La Regione faccia il punto sullo stato di attuazione della legge urbanistica regionale (24/2017) e precisi quanti Comuni dell’Emilia-Romagna hanno approvato definitivamente il Piano urbanistico generale (Pug), quanti sono fermi alla fase di adozione e quanti hanno avviato il procedimento di redazione del nuovo strumento urbanistico. A chiedere chiarezza è Annalisa Arletti (FdI) che ha presentato un’interrogazione, sottoscritta da Ferdinando Pulitanò, per sollecitare un monitoraggio aggiornato e renderne noti i risultati.

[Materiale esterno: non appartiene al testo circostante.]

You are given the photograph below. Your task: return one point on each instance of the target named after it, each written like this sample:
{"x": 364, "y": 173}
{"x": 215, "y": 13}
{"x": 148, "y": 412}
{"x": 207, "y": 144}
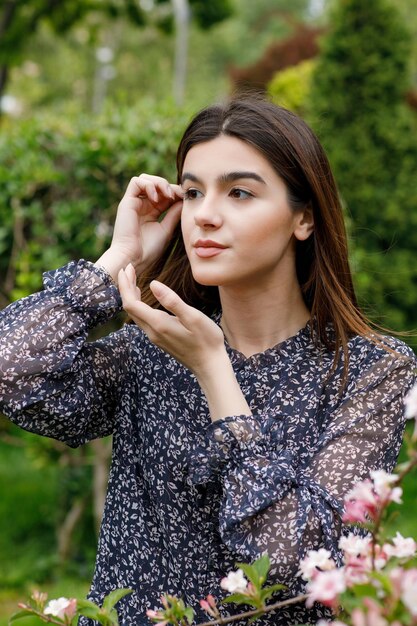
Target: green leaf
{"x": 91, "y": 612}
{"x": 84, "y": 604}
{"x": 257, "y": 572}
{"x": 114, "y": 596}
{"x": 238, "y": 598}
{"x": 189, "y": 614}
{"x": 269, "y": 591}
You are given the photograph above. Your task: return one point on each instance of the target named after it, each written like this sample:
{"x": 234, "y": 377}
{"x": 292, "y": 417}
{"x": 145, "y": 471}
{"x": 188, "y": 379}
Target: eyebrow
{"x": 228, "y": 177}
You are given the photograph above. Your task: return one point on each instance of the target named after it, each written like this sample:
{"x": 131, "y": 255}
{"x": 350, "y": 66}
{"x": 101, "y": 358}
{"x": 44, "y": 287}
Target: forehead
{"x": 225, "y": 153}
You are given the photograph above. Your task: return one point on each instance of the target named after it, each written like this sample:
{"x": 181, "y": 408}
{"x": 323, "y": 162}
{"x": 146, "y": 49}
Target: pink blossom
{"x": 383, "y": 486}
{"x": 209, "y": 605}
{"x": 39, "y": 597}
{"x": 157, "y": 615}
{"x": 371, "y": 617}
{"x": 403, "y": 547}
{"x": 361, "y": 503}
{"x": 357, "y": 511}
{"x": 234, "y": 582}
{"x": 314, "y": 561}
{"x": 409, "y": 590}
{"x": 352, "y": 545}
{"x": 357, "y": 570}
{"x": 62, "y": 608}
{"x": 410, "y": 402}
{"x": 326, "y": 587}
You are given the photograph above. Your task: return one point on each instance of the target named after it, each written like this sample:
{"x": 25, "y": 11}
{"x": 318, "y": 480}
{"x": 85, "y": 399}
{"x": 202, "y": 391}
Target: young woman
{"x": 248, "y": 395}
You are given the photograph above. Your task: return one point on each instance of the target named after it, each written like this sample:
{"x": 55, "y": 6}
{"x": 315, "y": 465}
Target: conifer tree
{"x": 359, "y": 112}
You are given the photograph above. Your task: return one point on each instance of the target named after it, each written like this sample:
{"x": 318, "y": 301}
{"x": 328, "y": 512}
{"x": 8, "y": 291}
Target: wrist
{"x": 219, "y": 385}
{"x": 112, "y": 261}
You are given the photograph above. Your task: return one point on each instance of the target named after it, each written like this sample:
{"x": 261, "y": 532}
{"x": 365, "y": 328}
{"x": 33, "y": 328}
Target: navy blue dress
{"x": 188, "y": 498}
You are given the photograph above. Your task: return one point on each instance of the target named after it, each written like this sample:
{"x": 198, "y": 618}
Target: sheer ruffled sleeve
{"x": 52, "y": 381}
{"x": 284, "y": 503}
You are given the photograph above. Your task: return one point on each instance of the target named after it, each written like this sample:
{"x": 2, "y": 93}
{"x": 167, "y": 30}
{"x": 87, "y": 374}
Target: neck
{"x": 260, "y": 318}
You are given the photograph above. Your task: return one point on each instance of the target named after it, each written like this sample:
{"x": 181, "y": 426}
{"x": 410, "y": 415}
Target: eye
{"x": 192, "y": 194}
{"x": 240, "y": 194}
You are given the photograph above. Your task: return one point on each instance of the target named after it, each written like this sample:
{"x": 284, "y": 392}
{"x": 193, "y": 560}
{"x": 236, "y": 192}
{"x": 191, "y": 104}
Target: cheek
{"x": 186, "y": 229}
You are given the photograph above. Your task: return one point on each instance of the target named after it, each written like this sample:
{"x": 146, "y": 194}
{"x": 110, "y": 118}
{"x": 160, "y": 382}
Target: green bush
{"x": 61, "y": 181}
{"x": 291, "y": 87}
{"x": 359, "y": 111}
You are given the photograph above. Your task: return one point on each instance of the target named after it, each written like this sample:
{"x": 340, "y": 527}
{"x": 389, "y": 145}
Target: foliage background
{"x": 84, "y": 122}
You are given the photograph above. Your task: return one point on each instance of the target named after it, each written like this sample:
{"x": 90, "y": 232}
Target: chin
{"x": 208, "y": 279}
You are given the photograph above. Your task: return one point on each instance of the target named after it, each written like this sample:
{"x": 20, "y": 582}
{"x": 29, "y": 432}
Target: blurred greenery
{"x": 358, "y": 108}
{"x": 94, "y": 106}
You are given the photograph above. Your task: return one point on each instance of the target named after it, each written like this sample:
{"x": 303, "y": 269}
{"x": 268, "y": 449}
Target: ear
{"x": 304, "y": 224}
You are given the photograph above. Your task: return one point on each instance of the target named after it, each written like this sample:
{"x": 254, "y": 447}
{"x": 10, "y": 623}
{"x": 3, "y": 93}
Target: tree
{"x": 20, "y": 20}
{"x": 360, "y": 113}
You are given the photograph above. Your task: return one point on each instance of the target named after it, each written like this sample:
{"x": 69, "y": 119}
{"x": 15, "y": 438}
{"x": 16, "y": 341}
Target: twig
{"x": 267, "y": 609}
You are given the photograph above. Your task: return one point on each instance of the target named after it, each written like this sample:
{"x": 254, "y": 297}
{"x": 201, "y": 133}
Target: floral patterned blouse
{"x": 188, "y": 498}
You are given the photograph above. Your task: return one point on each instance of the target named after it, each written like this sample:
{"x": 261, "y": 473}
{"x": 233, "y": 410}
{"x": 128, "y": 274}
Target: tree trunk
{"x": 182, "y": 20}
{"x": 66, "y": 530}
{"x": 102, "y": 451}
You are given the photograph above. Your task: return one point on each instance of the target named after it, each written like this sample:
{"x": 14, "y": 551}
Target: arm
{"x": 275, "y": 503}
{"x": 51, "y": 380}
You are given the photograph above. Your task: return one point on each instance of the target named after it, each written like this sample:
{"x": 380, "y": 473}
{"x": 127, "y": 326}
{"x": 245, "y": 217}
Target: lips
{"x": 206, "y": 248}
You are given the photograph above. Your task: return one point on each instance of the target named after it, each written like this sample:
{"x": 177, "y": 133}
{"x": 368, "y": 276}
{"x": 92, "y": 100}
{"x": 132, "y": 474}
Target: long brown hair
{"x": 322, "y": 264}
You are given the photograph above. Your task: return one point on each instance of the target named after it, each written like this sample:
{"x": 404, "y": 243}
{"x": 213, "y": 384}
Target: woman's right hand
{"x": 139, "y": 237}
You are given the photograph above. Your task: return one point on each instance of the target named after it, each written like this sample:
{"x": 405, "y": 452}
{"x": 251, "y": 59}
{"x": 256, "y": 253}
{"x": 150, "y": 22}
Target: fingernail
{"x": 156, "y": 288}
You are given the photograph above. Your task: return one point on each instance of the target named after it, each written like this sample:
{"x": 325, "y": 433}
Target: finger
{"x": 128, "y": 288}
{"x": 162, "y": 187}
{"x": 171, "y": 218}
{"x": 171, "y": 301}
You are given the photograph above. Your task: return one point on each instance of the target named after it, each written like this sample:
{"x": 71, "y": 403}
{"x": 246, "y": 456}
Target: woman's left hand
{"x": 188, "y": 335}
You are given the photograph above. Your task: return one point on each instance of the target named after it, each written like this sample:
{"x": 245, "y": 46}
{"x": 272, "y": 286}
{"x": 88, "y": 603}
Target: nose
{"x": 208, "y": 215}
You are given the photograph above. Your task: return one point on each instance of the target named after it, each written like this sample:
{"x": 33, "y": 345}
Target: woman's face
{"x": 237, "y": 225}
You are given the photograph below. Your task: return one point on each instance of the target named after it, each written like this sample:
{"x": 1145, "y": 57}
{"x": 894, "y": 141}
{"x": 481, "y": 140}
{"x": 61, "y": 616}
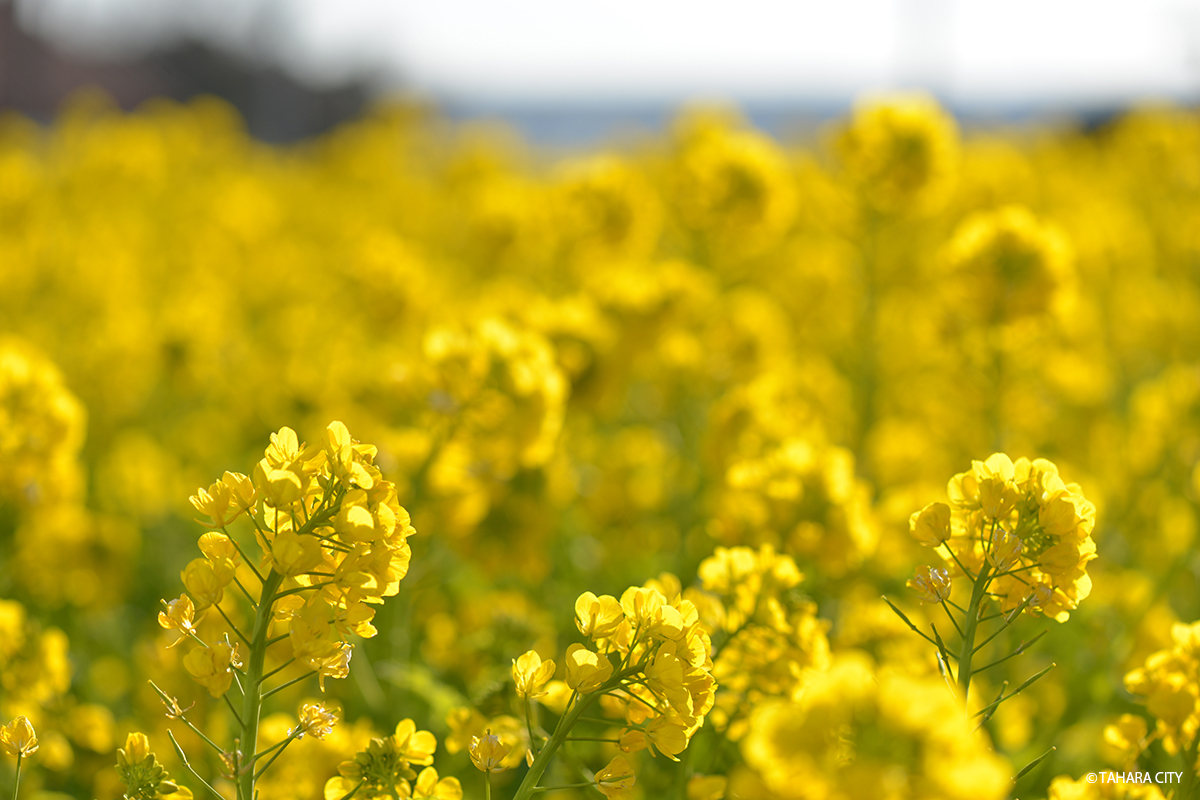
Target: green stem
{"x": 969, "y": 631}
{"x": 556, "y": 740}
{"x": 253, "y": 701}
{"x": 187, "y": 765}
{"x": 1189, "y": 768}
{"x": 294, "y": 680}
{"x": 271, "y": 759}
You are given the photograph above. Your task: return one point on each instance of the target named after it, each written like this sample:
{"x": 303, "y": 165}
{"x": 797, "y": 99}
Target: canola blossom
{"x": 419, "y": 462}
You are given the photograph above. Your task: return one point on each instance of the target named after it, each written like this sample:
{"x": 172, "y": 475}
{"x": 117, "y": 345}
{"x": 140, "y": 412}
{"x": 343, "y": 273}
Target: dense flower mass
{"x": 661, "y": 413}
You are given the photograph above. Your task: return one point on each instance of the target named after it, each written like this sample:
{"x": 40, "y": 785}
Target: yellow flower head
{"x": 487, "y": 752}
{"x": 531, "y": 673}
{"x": 598, "y": 618}
{"x": 1007, "y": 264}
{"x": 616, "y": 780}
{"x": 137, "y": 750}
{"x": 211, "y": 666}
{"x": 178, "y": 615}
{"x": 1005, "y": 552}
{"x": 931, "y": 524}
{"x": 931, "y": 584}
{"x": 18, "y": 738}
{"x": 586, "y": 671}
{"x": 901, "y": 151}
{"x": 316, "y": 721}
{"x": 429, "y": 787}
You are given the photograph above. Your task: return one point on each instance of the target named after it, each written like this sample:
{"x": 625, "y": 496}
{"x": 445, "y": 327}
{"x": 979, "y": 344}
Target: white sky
{"x": 973, "y": 50}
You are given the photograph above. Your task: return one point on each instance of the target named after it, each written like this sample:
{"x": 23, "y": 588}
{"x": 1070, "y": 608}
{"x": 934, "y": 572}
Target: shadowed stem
{"x": 970, "y": 624}
{"x": 252, "y": 703}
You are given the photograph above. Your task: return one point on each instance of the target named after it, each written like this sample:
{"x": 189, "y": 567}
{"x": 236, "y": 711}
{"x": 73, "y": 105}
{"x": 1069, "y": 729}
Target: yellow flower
{"x": 429, "y": 787}
{"x": 137, "y": 750}
{"x": 933, "y": 584}
{"x": 143, "y": 776}
{"x": 414, "y": 746}
{"x": 1005, "y": 552}
{"x": 1006, "y": 264}
{"x": 931, "y": 524}
{"x": 487, "y": 752}
{"x": 294, "y": 554}
{"x": 901, "y": 151}
{"x": 616, "y": 780}
{"x": 18, "y": 738}
{"x": 210, "y": 666}
{"x": 531, "y": 673}
{"x": 586, "y": 671}
{"x": 598, "y": 618}
{"x": 215, "y": 503}
{"x": 207, "y": 581}
{"x": 179, "y": 615}
{"x": 316, "y": 721}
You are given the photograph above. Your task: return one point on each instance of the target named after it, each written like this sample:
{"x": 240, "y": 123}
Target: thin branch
{"x": 1021, "y": 648}
{"x": 226, "y": 617}
{"x": 294, "y": 680}
{"x": 187, "y": 764}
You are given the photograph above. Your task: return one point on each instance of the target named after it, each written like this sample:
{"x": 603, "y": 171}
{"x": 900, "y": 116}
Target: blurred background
{"x": 573, "y": 73}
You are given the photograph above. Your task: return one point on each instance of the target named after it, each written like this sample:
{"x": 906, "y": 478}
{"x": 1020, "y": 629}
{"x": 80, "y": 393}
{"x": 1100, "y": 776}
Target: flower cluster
{"x": 387, "y": 769}
{"x": 1018, "y": 523}
{"x": 143, "y": 776}
{"x": 1169, "y": 684}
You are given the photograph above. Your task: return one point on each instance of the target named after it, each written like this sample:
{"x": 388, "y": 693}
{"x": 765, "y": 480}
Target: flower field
{"x": 419, "y": 462}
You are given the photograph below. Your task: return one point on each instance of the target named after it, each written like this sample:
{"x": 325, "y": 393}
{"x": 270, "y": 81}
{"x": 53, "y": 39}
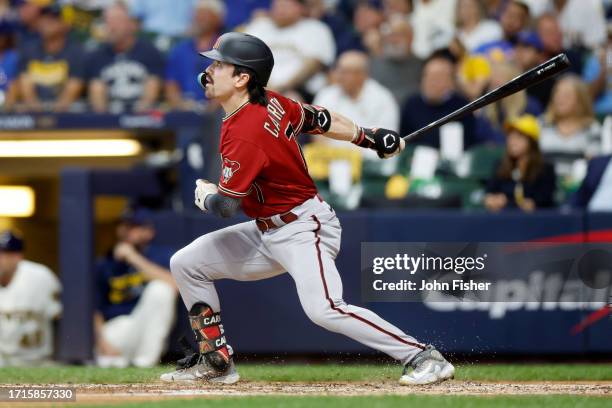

“La legge regionale 24 del 2017 sull’urbanistica – ha ricordato Arletti -ha introdotto il Piano urbanistico generale (Pug), quale strumento fondamentale di governo del territorio, prevedendo un percorso obbligatorio di adeguamento per i Comuni: avvio dell’iter entro il 1° gennaio 2022 e approvazione entro il 1° gennaio 2024. La Regione ha sostenuto economicamente i Comuni nella redazione dei Pug, anche attraverso specifici bandi e contributi ma distanza di diversi anni dall’entrata in vigore della legge il processo di adeguamento è ancora in corso in numerosi territori. Per questi motivi è necessario un aggiornamento sullo stato di attuazione”.
I consiglieri chiedono inoltre un focus sui parchi regionali: “Gli enti di gestione, pur non essendo destinatari diretti dell’obbligo di redazione del Pug, sono comunque chiamati ad adeguare i propri strumenti pianificatori ai principi della nuova disciplina urbanistica e alla pianificazione comunale. Anche in questo caso occorre sapere quanti enti parco risultano o ancora in fase di adeguamento o non abbiano avviato tale processo”.